También sé que una vez tomada por el ensueño, un viento furibundo me fue empujando hacia los mismos lugares, y con la misma gente, toda vez que era lunes, o martes, o viernes, y que a la hora de tomar la K pude volver a estirar la mano viviente sin sentirme como una ciudadana a merced de un estado punitivo que la obligaba a viajar a lo largo de la calle Mendoza cuando en verdad quiere viajar por un sendero celeste.

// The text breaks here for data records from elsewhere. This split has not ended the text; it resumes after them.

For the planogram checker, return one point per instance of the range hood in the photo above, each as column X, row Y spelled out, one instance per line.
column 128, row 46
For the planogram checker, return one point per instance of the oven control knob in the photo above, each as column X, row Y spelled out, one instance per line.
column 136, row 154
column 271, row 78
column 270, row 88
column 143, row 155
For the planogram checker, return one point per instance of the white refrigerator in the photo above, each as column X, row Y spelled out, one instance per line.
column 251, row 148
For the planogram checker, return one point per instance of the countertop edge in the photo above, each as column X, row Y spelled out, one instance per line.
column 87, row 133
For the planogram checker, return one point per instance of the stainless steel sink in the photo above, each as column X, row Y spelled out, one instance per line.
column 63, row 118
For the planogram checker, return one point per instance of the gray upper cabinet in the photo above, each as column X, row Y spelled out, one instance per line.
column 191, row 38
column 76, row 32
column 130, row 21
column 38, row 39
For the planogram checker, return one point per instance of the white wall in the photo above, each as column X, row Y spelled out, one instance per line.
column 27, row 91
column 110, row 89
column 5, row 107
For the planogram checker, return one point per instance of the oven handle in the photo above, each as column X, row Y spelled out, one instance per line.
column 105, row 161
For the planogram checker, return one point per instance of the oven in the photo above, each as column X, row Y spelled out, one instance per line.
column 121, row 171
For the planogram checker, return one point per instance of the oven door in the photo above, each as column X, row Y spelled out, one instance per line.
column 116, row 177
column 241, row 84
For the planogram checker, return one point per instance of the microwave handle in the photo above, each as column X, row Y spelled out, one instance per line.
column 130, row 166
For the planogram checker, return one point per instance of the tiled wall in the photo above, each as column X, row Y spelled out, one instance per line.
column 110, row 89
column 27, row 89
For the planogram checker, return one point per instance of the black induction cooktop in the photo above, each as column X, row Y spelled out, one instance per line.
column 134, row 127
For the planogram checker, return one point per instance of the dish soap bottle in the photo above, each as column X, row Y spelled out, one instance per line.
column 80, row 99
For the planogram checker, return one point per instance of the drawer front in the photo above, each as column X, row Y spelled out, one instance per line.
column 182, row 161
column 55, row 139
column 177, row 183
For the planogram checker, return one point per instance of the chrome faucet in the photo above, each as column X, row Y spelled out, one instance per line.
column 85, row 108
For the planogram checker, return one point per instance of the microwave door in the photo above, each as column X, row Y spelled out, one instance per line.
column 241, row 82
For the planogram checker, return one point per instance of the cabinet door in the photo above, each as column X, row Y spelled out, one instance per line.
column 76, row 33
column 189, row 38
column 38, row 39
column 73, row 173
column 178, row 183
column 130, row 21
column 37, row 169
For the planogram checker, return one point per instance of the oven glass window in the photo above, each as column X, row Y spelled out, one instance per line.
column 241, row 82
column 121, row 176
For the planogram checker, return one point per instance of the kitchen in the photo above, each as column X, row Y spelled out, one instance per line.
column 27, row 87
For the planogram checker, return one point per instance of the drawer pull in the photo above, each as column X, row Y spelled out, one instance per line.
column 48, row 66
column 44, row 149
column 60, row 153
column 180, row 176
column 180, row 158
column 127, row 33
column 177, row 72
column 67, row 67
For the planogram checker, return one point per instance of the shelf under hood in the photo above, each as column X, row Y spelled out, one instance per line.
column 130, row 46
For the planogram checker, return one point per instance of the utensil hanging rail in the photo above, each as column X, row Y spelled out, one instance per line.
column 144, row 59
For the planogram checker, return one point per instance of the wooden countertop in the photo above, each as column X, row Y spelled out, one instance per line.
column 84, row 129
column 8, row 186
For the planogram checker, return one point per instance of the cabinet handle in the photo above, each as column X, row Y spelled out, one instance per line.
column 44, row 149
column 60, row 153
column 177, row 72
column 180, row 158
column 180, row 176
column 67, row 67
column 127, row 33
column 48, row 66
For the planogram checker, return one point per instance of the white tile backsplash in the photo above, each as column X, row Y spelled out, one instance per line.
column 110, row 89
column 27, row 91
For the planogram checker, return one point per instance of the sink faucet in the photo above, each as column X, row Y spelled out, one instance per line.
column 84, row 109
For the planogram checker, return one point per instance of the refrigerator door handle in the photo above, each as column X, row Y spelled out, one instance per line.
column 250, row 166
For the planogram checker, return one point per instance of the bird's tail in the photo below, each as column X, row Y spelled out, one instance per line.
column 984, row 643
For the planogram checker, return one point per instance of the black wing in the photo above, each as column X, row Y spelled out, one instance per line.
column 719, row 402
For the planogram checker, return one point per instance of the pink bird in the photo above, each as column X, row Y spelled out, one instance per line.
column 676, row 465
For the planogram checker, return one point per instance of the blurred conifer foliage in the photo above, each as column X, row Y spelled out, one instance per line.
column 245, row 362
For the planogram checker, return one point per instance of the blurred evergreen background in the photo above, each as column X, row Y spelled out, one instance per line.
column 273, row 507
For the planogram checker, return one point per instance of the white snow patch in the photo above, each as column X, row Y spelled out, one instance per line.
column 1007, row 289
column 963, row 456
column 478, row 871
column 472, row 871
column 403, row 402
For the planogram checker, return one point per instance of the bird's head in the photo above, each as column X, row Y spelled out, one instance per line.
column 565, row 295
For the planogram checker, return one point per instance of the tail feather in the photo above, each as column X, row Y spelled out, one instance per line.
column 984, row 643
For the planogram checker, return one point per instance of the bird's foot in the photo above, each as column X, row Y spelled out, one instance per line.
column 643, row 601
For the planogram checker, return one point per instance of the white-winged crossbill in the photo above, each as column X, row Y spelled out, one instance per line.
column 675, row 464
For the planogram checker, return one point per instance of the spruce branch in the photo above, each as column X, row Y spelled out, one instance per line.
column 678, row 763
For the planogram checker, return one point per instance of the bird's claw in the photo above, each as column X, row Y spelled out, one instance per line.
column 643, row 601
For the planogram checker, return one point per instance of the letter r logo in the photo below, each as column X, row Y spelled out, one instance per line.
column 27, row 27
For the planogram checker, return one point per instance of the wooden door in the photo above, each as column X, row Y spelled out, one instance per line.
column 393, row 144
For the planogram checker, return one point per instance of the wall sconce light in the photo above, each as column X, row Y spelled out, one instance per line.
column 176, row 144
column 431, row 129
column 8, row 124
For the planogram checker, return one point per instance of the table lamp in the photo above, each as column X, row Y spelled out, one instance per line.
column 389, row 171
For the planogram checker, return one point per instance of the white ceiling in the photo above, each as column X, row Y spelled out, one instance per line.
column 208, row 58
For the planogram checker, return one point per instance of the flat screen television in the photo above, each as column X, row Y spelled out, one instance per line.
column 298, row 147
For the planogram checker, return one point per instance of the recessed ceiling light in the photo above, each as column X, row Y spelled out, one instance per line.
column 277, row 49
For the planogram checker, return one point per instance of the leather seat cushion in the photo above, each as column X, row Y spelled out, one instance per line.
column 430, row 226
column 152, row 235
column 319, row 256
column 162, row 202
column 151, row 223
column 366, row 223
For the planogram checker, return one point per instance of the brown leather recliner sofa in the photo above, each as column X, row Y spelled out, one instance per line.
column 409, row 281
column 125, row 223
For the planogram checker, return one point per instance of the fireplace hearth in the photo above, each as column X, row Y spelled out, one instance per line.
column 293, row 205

Pero empecemos como siempre por el principio de la sombra. Cuando una regresa a su casa, por una razón u otra, su noche o su crepúsculo vuelve también. Ese es el momento favorito del ensueño para viajar por los techos de las casas sobre corceles wagnerianos hasta encontrarnos. Y si seguimos la causalidad de las palabras, estaremos en condiciones de entender que cuando el ensueño dice "arre, arre" nos compromete a cabalgar los precipicios. Un cartesiano podría decir que el ensueño es la glándula pineal de la esperanza; un marxista que el soñador es el opresor de lo soñado. Pero la ideología de los ensueños es más horizontal, enraizada en profundas bases anarquistas.
Y no crean que mi rapto se debió a que vivo en una pequeña localidad, no se dejen llevar de las narices por esos comentarios acerca de que los que vivimos en provincia, bla, bla, bla, puesto que sé de amigos que fueron atrapados por el ensueño en plena Capital Federal. Es más, luego de debatir con un grupo de eruditos porteños, hemos llegado a la conclusión de que ni siquiera se puede circunscribir el fenómeno a un contexto latinoamericano, como un procedimiento de realismo mágico llevado hasta sus últimas consecuencias, dado que contamos con datos fehacientes los cuales confirman que en la mismísima Europa hay gente que hace como que existe, pero en verdad, flota.